Asimismo, Lema señaló que "para ordenar las privaciones de la libertad (también) se evaluaron los riesgos procesales". Al respecto, afirmó que "dado que la víctima aún no fue entrevistada en cámara Gesell y ambos imputados conocen los lugares que ella y sus allegados frecuentan, había altas posibilidades de entorpecimiento probatorio".
Y en relación al peligro de fuga, manifestó que "el juez tuvo en cuenta la falta de arraigo del hombre de 26 años (identificado con las iniciales A.R.B) y que el hombre de 63 (L.E.P) estuvo prófugo de la Justicia por varios días".
La representante del MPA detalló que "el hecho que investigamos fue cometido entre las 15.30 y 18.30 del domingo 31 de julio de este año en el asentamiento comúnmente denominado Villa Norte”.
"Los atacantes llevaron a cabo la conducta delictiva mientras estaban sentados junto a la niña en la vereda de la casa en la que vive", sostuvo Lema.
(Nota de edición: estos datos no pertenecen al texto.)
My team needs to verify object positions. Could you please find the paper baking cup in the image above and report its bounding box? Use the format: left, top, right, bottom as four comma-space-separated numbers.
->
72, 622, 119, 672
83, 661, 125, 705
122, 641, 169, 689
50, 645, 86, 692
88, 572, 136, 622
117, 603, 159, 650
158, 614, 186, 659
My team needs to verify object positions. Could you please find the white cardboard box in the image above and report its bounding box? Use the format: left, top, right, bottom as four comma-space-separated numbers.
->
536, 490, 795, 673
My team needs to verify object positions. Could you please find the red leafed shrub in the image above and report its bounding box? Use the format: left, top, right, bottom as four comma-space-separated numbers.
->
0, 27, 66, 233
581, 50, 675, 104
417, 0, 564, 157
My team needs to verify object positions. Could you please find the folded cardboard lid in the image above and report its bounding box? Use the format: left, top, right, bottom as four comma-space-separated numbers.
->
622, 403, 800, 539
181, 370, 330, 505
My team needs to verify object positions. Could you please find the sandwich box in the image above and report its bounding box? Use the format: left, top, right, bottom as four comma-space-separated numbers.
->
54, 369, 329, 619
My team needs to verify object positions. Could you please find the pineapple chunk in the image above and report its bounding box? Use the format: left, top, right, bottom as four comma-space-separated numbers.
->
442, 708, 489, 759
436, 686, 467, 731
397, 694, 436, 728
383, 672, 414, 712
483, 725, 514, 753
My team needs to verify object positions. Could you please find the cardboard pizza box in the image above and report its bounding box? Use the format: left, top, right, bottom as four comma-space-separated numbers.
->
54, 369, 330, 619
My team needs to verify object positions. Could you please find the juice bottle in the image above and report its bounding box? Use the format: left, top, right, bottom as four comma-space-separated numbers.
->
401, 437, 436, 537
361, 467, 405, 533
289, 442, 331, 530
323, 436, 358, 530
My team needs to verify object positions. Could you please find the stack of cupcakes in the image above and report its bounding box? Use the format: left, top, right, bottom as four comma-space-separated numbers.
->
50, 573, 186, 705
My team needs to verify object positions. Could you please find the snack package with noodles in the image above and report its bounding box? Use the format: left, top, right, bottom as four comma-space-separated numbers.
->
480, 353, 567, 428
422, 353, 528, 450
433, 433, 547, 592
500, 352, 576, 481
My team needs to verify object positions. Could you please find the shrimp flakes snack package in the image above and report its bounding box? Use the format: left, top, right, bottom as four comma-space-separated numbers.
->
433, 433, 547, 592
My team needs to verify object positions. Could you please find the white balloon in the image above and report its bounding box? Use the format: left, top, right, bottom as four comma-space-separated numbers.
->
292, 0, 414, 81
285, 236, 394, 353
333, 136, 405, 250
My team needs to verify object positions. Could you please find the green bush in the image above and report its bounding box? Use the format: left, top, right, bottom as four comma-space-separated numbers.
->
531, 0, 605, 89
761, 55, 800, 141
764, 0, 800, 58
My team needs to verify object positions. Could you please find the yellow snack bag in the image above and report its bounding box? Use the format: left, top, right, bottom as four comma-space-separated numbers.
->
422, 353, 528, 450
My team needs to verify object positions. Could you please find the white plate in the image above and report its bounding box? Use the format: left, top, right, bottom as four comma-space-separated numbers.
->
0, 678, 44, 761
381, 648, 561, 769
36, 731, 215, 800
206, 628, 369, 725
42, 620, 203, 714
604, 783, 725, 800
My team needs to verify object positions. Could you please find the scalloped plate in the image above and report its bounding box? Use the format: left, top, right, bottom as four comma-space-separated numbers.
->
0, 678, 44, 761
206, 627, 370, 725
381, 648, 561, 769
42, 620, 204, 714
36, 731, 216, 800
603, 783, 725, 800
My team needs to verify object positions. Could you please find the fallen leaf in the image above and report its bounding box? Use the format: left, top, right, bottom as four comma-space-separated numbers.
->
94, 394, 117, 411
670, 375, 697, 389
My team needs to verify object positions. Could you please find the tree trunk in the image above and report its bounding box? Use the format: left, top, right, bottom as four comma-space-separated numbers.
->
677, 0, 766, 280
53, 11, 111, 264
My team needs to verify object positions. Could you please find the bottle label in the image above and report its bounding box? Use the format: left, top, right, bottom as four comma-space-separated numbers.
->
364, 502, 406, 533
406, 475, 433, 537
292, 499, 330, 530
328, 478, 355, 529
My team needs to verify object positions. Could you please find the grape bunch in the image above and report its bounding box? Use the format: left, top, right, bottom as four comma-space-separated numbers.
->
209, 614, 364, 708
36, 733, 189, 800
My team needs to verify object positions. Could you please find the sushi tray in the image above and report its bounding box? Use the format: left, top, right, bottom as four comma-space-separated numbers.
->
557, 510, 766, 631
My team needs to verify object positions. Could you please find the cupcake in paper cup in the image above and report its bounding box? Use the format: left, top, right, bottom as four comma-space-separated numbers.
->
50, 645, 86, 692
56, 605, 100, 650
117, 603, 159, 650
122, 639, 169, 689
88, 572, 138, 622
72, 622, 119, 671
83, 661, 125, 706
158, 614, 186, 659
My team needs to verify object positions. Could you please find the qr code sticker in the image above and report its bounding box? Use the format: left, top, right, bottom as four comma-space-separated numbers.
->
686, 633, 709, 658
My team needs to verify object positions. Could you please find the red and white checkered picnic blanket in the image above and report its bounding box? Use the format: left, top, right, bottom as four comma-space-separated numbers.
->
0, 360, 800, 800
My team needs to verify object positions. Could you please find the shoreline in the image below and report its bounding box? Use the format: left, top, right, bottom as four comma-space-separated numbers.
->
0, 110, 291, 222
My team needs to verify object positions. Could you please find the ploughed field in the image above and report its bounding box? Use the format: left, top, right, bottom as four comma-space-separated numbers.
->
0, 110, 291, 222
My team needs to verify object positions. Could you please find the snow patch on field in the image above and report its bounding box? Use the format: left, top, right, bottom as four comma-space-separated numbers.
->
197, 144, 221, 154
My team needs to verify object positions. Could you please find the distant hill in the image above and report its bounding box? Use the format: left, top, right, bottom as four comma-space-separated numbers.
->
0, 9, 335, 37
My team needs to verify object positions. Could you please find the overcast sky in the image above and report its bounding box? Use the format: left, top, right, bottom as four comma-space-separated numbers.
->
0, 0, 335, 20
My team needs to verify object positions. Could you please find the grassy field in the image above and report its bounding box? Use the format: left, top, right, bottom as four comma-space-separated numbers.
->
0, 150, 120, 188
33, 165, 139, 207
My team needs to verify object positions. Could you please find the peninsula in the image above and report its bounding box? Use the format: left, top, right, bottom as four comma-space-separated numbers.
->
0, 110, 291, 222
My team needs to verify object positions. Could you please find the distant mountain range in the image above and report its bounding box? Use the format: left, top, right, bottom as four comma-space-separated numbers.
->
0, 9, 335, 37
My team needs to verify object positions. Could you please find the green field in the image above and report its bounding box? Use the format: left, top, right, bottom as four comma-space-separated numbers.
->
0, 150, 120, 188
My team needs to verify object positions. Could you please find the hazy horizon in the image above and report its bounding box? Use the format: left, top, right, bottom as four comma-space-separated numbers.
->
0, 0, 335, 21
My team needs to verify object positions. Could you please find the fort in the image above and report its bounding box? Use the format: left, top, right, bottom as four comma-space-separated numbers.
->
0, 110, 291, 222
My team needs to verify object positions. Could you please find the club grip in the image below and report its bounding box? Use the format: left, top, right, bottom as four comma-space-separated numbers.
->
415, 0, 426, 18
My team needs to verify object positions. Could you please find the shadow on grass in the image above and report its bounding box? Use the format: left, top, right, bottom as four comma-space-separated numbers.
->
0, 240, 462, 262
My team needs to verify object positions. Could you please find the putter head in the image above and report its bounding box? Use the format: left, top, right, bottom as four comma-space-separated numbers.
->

Agregó que "vulneraron la integridad sexual de la víctima y, para que ella guardara silencio sobre su padecimiento, le prometieron regalarle dulces y útiles para la escuela".
La fiscal destacó que "si bien el abuso no fue con acceso carnal, tuvo entidad suficiente para alterar el libre y progresivo desarrollo de la sexualidad de la niña". En tal sentido, señaló que los imputados, a quienes se le endilga el delito de ser coautores de abuso sexual simple agravado, "actuaron en un contexto de violencia de género en el que se evidenció una clara desigualdad de poder entre ellos y la víctima".
Por último, la funcionaria judicial valoró que "la niña logró hablar con su abuelo sobre lo ocurrido", y mencionó que "de inmediato se radicó la denuncia que dio origen a la investigación".